Hints and Performance. Placing the transaction coordinator in close proximity to the actual data used in the transaction can in many cases improve performance significantly. This is particularly true for systems using TCP/IP. For example, a Solaris system using a single 500 MHz processor has a cost model for TCP/IP communication which can be represented by the formula
[30 microseconds] + ([100 nanoseconds] * [number of bytes])
This means that if we can ensure that we use “popular” links we increase buffering and thus drastically reduce the costs of communication. The same system using SCI has a different cost model:
[5 microseconds] + ([10 nanoseconds] * [number of bytes])
This means that the efficiency of an SCI system is much less dependent on selection of transaction coordinators. Typically, TCP/IP systems spend 30 to 60% of their working time on communication, whereas for SCI systems this figure is in the range of 5 to 10%. Thus, employing SCI for data transport means that less effort from the NDB API programmer is required and greater scalability can be achieved, even for applications using data from many different parts of the database.
A simple example would be an application that uses many simple
updates where a transaction needs to update one record. This
record has a 32-bit primary key which also serves as the
partitioning key. Then the keyData
is used
as the address of the integer of the primary key and
keyLen
is 4
.
Abstract
Discusses the mechanics of transaction handling and transmission in MySQL Cluster and the NDB API, and the objects used to implement these.
When transactions are sent using
NdbTransaction::execute()
, they are not
immediately transferred to the NDB Kernel. Instead, transactions
are kept in a special send list (buffer) in the
Ndb
object to which they belong. The adaptive
send algorithm decides when transactions should actually be
transferred to the NDB kernel.
The NDB API is designed as a multi-threaded interface, and so it
is often desirable to transfer database operations from more
than one thread at a time. The NDB API keeps track of which
Ndb
objects are active in transferring
information to the NDB kernel and the expected number of threads
to interact with the NDB kernel. Note that a given instance of
Ndb
should be used in at most one thread;
different threads should not share the same
Ndb
object.
There are four conditions leading to the transfer of database
operations from Ndb
object buffers to the NDB
kernel:
The NDB Transporter (TCP/IP, SCI, or shared memory) decides
that a buffer is full and sends it off. The buffer size is
implementation-dependent and may change between MySQL
Cluster releases. When TCP/IP is the transporter, the buffer
size is usually around 64 KB. Since each
Ndb
object provides a single buffer per
data node, the notion of a “full” buffer is
local to each data node.
The accumulation of statistical data on transferred information may force sending of buffers to all storage nodes (that is, when all the buffers become full).

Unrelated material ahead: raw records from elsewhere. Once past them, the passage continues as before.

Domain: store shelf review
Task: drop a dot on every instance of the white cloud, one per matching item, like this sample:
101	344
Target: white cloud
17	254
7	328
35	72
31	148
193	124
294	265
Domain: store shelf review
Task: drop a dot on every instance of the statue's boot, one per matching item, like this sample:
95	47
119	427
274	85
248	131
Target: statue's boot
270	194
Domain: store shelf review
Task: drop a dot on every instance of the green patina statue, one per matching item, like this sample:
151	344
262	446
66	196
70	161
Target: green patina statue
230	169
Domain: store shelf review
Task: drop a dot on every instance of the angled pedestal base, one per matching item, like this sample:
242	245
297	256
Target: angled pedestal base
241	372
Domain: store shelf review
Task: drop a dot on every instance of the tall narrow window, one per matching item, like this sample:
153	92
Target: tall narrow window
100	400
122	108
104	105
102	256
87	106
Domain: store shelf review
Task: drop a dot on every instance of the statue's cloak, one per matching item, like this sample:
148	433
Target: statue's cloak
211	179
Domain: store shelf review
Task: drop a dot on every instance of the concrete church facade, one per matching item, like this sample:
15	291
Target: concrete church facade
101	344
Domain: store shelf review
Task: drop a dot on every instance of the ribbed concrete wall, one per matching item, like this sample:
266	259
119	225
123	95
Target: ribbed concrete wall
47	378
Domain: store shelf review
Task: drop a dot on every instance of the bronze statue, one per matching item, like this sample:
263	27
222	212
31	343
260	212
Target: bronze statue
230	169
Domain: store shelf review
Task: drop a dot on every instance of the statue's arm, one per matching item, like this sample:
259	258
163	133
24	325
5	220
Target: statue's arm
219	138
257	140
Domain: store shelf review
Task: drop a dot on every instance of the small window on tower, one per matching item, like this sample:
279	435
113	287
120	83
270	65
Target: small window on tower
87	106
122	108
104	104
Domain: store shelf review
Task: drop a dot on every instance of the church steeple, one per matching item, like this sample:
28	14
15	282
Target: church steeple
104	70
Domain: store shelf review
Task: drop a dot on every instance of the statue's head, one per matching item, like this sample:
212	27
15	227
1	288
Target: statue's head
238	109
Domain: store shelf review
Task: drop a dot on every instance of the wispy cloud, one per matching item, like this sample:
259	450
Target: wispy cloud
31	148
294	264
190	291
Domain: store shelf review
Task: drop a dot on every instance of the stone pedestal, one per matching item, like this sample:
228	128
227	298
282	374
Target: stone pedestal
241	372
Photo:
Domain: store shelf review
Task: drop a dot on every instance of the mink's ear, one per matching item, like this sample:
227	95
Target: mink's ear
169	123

Every 10 ms, a special transmission thread checks whether or not any send activity has occurred. If not, then the thread will force transmission to all nodes. This means that 20 ms is the maximum amount of time that database operations are kept waiting before being dispatched. A 10-millisecond limit is likely in future releases of MySQL Cluster; checks more frequent than this require additional support from the operating system.
For methods that are affected by the adaptive send algorithm
(such as NdbTransaction::execute()
),
there is a force
parameter that
overrides its default behaviour in this regard and forces
immediate transmission to all nodes. See the individual NDB
API class listings for more information.
The conditions listed above are subject to change in future releases of MySQL Cluster.